“Sugar workers should not allow themselves to be used”- Prime Minister

DPI/GINA, Thursday, June 8, 2017

Prime Minister Moses Nagamootoo is calling on the Guyana Agricultural Worker’s Union (GAWU) to play a more active role to help sugar workers and not politicize the sugar issue.

The Prime Minister is urging GAWU’s General Secretary, Komal Chand, to approach the industry in a “patriotic and positive way” to bring resolution to sugar’s woes and more importantly secure the worker’s livelihood.

“He should not be looking at union dues as the only rationale for the existence of GAWU but to take a very active role in putting forward suggestions on how we can help the sugar workers and how the diversification could take place in order to save as many jobs as we can,” PM Nagamootoo stated.

The Prime Minister wants GAWU to work with the government to ensure that the country has “not only a sugar industry that will be profitable but also an agro based industry that will ensure food security for Guyana”.

The PM, who is currently performing the functions of President, made the request, following questions from local media on Wednesday evening.

The government has injected some $32B into the sugar industry over the last two years.  Despite this injection, sugar production continues to be low. Production in 2016 fell by 18.7 percent and foreign exchange earned by the crop declined 15 per cent.

Almost daily, GAWU is leading sugar workers in protest action against the government’s plan to amalgamate factories and estates in the industry. In May, the Minister of Agriculture Noel Holder laid a White Paper before the National Assembly which proposes downsizing the sugar industry to make it more efficient and viable.

The document calls for linking the Wales and the Uitvlugt Estates, and Albion with Rose Hall Estates. The Guyana Sugar Corporation (GUYSUCO) is expected to divest the Skeldon Estate and the Rose Hall factory will be closed. The end result will see GUYSUCO consisting of three estates and sugar factors. The estates, complete with factories, would be Blairmont in West Bank Berbice, Albion-Rose Hall in East Berbice and the Uitvlugt-Wales estate in West Demerara.

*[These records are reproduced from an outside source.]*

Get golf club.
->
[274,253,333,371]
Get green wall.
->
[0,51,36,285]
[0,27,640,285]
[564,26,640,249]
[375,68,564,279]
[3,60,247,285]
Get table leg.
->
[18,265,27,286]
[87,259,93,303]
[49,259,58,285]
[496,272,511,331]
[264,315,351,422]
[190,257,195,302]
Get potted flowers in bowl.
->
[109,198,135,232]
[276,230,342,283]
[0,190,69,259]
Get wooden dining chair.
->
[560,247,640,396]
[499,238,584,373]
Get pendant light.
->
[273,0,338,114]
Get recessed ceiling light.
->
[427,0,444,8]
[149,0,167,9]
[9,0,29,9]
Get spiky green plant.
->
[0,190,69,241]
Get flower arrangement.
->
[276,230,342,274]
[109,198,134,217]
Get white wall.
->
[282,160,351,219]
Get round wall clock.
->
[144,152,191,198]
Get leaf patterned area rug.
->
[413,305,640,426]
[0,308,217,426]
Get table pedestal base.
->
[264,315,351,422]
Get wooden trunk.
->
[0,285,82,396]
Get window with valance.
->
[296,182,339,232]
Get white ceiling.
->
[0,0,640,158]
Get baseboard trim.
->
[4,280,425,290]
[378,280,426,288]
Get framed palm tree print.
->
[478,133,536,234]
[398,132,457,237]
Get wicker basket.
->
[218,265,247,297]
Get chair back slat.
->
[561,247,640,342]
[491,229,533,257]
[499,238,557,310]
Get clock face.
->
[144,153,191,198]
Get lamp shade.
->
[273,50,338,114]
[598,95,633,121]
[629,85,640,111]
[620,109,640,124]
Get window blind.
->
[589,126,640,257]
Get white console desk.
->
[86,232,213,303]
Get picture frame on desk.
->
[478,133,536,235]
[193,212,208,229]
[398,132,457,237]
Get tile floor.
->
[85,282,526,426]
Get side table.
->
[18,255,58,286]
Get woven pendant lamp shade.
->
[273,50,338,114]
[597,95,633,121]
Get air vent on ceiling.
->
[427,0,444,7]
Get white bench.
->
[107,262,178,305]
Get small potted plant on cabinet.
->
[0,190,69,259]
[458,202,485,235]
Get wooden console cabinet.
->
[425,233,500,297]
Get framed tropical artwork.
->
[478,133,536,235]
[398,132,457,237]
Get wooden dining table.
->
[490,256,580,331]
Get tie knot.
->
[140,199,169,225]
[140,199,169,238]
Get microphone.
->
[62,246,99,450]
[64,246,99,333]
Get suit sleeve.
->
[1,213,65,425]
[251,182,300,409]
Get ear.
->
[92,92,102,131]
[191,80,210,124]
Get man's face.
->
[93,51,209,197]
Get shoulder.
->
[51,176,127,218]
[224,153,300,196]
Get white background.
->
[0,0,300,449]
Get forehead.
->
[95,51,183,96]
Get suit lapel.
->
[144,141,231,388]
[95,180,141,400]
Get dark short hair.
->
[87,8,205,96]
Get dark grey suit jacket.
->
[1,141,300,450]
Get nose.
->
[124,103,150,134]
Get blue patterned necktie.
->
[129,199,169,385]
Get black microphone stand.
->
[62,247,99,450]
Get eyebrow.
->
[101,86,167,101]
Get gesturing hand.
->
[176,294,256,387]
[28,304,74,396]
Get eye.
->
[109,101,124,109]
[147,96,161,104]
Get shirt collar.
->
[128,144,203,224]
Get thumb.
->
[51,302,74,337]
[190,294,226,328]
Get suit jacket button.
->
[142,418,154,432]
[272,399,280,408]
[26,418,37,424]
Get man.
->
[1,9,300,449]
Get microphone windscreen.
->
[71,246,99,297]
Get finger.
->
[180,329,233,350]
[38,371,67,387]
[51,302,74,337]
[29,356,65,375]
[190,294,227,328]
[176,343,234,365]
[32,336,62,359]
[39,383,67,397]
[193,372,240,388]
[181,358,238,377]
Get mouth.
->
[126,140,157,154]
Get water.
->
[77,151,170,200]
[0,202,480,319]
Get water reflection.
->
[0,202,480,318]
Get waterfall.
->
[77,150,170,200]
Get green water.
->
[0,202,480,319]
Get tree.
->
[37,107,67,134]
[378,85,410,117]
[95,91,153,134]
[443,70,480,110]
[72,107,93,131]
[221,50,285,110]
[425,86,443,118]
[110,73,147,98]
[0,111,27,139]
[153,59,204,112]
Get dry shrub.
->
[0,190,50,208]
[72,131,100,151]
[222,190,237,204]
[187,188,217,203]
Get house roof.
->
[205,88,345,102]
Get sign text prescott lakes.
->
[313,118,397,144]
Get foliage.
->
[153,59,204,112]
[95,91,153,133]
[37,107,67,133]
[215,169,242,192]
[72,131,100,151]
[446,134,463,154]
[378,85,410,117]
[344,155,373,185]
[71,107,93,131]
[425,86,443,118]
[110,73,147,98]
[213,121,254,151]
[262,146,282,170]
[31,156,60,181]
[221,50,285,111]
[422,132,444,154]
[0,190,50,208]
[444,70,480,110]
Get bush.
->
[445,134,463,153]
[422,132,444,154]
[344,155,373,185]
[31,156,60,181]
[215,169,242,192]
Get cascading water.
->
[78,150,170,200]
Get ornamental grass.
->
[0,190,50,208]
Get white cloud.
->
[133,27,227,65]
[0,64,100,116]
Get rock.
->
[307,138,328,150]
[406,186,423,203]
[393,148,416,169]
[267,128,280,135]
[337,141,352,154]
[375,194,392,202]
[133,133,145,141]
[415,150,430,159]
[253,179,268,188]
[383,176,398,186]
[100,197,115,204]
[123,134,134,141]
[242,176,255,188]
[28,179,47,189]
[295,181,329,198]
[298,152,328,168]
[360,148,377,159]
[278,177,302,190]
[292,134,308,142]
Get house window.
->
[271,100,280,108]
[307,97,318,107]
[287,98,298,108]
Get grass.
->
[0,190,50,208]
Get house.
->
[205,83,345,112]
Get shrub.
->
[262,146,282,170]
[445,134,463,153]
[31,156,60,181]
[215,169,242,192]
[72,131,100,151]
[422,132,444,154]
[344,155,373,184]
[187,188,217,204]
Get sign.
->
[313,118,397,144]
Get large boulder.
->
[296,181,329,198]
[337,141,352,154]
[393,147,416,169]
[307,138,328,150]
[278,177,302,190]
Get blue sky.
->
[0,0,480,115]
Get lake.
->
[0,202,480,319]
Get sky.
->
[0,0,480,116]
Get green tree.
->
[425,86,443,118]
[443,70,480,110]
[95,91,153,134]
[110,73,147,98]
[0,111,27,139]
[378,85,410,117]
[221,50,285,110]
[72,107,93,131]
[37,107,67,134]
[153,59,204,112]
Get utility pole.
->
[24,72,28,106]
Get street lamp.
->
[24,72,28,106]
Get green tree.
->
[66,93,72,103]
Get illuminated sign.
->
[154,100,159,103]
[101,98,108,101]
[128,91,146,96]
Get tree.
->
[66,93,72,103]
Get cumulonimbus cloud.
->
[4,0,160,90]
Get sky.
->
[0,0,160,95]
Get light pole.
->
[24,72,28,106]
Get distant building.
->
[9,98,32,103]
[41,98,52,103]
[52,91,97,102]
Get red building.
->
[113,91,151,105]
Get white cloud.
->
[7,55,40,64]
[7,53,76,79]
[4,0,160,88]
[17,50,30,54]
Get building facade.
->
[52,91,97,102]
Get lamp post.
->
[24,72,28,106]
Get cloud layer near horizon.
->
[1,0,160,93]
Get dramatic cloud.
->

There are in excess of 16,000 workers in the sugar industry and the White Paper proposes retaining “as many workers” as needed for all operations on the merged estates and factories.

Additionally, employees are to be leased land by GUYSUCO to engage in agricultural production. The Prime Minister charged GAWU not to politicise the matter and use the White Paper to develop workable solutions for the sugar workers benefit. “I believe that the sugar workers should not allow themselves to be used,” PM Nagamootoo said adding, “GAWU has an ample opportunity to deal and discuss with the issue of the sugar industry.”

The Prime Minister pointed out that the problem of the sugar industry is not new and was “exacerbated during the time of the PPP. The sugar industry has been a millstone around the necks of Guyanese.”

However, the government is still hopeful that the sugar industry will pull through with the proposed measures outlined in the White Paper. “I want to make it very clear that the sugar industry is not dying. We are trying to put in place the formula, the mechanism for the survival of sugar in Guyana,” PM Nagamootoo emphasised.